Lastly, we have our group of momentum traders and true believers, a temporary alliance betting that Lemonade's stock will keep going up. The momo folks could see some continued gains, but as I described above, I'm not particularly optimistic that will happen on the other side of the short squeeze. If shares start to fall, the momo-bull alliance will end, and the momentum trade will turn into a rout, possibly amplified by shorts regaining their courage and building out short positions once again.
Where does that leave our optimists? The bulls who think this quarter is the first of a continued – maybe accelerated? – trend of better underwriting, and that growth will also re-accelerate. These are the ones looking at Lemonade as a potential 10-bagger, or even more.
What's the point? It actually doesn't have anything to do with Lemonade specifically. I'm mostly in the camp of optimists that think they'll figure the underwriting thing out. But they also might not. And if they can't use AI to price insurance well, a lot of their competitive advantage won't materialize. But if it does, then it doesn't matter how much I make or lose on paper in the days around each earnings period. It won't matter how well shorts and traders do, or how poorly traders and shorts do. What will matter is what management does, and Lemonade's employees do, that leads to a disruptive, profitable business. The volatility around earnings – and the actions of the people who cause it – will. Not. Matter.

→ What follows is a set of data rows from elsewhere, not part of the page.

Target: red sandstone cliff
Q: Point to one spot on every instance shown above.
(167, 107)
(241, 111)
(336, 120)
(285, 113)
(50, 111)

The point is that we have to really understand why we own what we own, and why we think it will go up. I think a lot of the time, we default to believing it will go up because we own it, having lost the thread of why we bought it to start with, and not, to paraphrase Buffett, changing our opinions when the facts change.
Play your game. Run your race. Know what you own. Know why. If the "why" is no longer valid, be prepared to move on, no matter what the stock did last week, or how much it's up or down in your portfolio.